Two from Casselman's "A companion to Macdonald's book on p-adic spherical functions":

The word ‘´epingler’ means ‘to pin’, and the image that comes to mind most appropriately is that of a mounted butterfly specimen. [Kottwitz:1984] uses ‘splitting’ for what most call ‘´epinglage’, but this is not compatible with the common use of ‘deploiement’, the usual French term for ‘splitting’.) Ian Macdonald, among others, has suggested that retaining the French word ´epinglage in these notes is a mistake, and that it should be replaced by the usual translation ‘pinning.’ This criticism is quite reasonable, but I rejected it as leading to noncolloquial English.

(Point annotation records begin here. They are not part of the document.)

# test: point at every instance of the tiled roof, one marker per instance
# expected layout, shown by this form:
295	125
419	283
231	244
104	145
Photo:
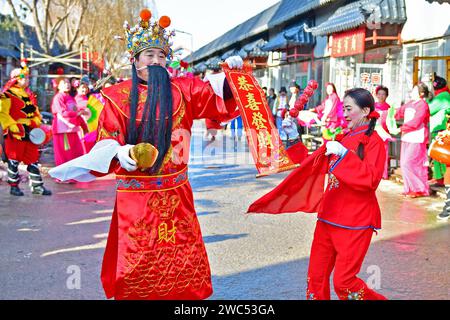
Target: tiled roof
361	12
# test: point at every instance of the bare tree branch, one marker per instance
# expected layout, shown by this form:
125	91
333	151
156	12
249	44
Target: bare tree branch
17	20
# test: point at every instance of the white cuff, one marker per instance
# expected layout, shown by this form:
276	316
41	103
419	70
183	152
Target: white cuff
216	80
98	159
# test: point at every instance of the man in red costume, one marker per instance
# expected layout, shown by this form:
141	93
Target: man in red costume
19	115
155	248
348	211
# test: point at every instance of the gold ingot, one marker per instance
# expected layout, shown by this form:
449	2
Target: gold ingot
144	154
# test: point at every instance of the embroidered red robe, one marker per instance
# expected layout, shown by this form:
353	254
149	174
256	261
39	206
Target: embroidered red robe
155	248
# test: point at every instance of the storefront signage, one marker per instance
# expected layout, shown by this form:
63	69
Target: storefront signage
348	43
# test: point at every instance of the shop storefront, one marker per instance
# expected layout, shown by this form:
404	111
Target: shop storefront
365	49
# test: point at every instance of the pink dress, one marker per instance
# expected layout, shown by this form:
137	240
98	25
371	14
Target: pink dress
331	112
382	109
67	129
413	157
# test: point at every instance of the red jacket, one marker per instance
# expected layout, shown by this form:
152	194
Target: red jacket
349	199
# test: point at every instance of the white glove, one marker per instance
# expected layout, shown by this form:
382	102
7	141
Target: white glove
123	154
334	147
235	62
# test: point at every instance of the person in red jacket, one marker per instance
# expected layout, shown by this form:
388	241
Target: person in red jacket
19	116
348	211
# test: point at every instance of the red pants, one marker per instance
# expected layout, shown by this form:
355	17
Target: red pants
24	151
342	250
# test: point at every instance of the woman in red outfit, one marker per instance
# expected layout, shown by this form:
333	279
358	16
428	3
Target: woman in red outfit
348	211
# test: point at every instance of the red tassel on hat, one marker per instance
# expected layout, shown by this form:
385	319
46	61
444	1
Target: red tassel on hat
373	114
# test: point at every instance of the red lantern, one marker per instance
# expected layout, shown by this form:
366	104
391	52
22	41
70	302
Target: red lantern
309	92
48	133
313	84
293	113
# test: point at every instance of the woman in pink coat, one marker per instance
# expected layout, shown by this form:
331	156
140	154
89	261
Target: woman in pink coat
67	124
415	135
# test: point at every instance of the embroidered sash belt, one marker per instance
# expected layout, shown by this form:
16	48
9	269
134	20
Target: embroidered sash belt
129	183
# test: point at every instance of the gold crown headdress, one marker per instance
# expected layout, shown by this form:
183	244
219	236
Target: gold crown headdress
147	34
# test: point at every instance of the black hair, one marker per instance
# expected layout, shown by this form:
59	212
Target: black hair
151	130
363	99
424	92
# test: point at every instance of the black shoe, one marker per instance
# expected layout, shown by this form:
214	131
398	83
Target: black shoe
444	215
40	190
15	191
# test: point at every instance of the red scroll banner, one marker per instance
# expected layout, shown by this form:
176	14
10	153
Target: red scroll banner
265	144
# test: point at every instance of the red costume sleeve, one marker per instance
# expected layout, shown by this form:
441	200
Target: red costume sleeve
400	112
204	103
302	190
362	175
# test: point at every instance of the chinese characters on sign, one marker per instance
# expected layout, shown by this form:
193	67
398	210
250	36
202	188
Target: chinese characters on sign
348	43
265	144
370	79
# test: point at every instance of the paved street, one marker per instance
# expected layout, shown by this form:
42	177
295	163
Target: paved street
251	256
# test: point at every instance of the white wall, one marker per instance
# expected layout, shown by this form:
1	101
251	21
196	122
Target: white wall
426	20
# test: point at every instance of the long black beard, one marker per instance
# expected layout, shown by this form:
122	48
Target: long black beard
159	101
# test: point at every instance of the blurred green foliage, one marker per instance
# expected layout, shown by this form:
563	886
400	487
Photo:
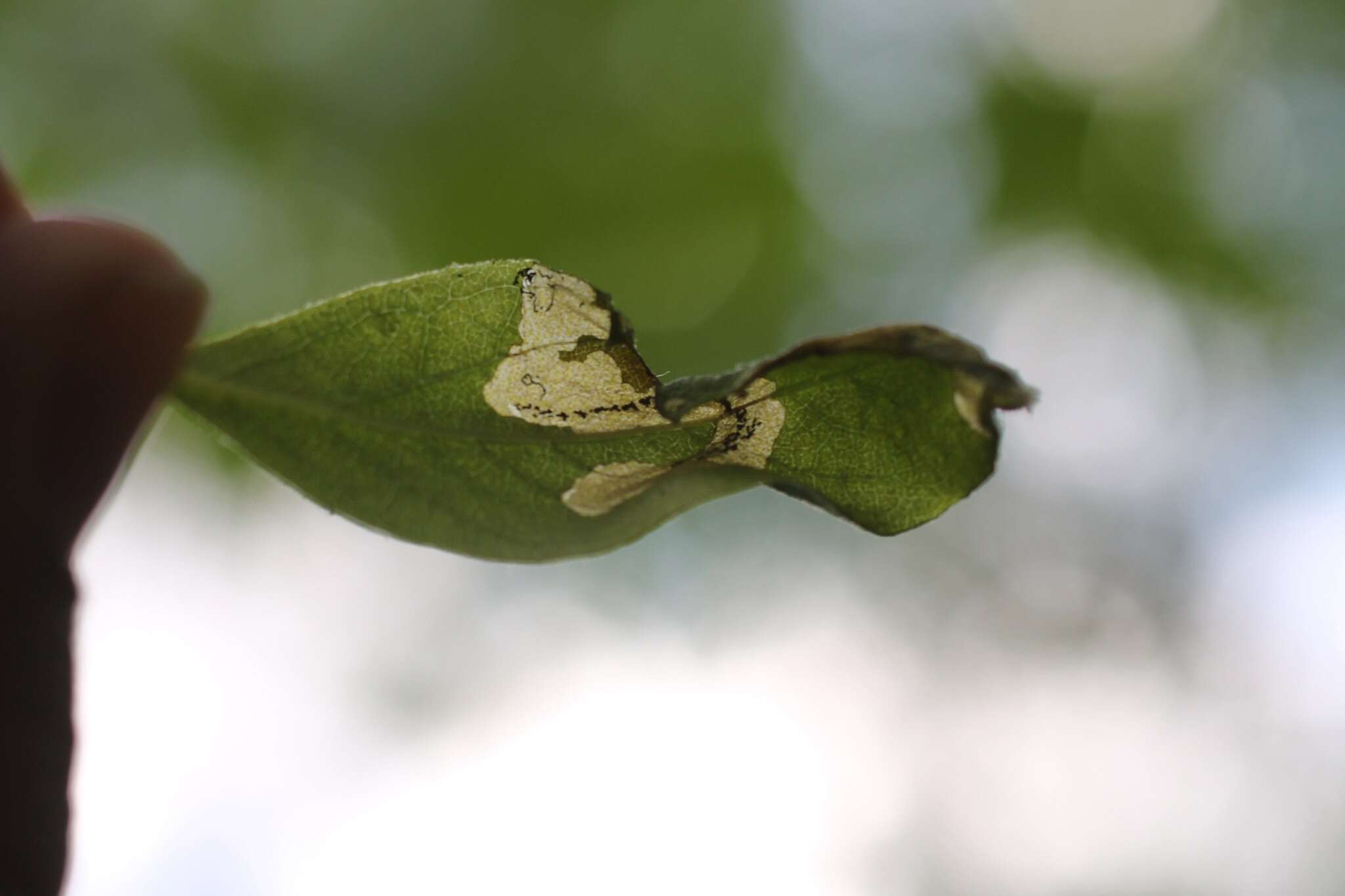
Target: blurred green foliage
669	152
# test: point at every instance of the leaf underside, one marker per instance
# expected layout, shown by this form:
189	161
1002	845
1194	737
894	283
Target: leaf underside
500	410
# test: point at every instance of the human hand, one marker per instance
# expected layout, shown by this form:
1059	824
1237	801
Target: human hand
95	319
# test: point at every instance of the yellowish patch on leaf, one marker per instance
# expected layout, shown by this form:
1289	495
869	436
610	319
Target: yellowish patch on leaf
564	372
611	484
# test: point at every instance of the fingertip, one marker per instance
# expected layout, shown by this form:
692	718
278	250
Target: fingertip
11	203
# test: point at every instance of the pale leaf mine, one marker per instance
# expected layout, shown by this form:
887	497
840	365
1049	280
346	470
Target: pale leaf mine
563	372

The words ‘pinning’ as noun and ‘pinned’ as adjective are commonly used only to refer to an item of clothing worn by infants, and it just didn’t sound right.


These phenomena are part of what Langlands calls endoscopy, a word that might be roughly justified by saying that endoscopy is concerned with some fine aspects of the structure of harmonic analysis on a reductive p-adic group. Langlands attributes the term to Avner Ash, praising his classical knowledge, but I was pleased to find recently the following quotation that shows a more vulgar intrusion of endoscopy into the modern world:

Jeeves: “ . . . I had no need of the endoscope.”

Bertie: “The what?”

Jeeves: “Endoscope, sir. An instrument which enables one to peer into the . . . interior and discern the core.”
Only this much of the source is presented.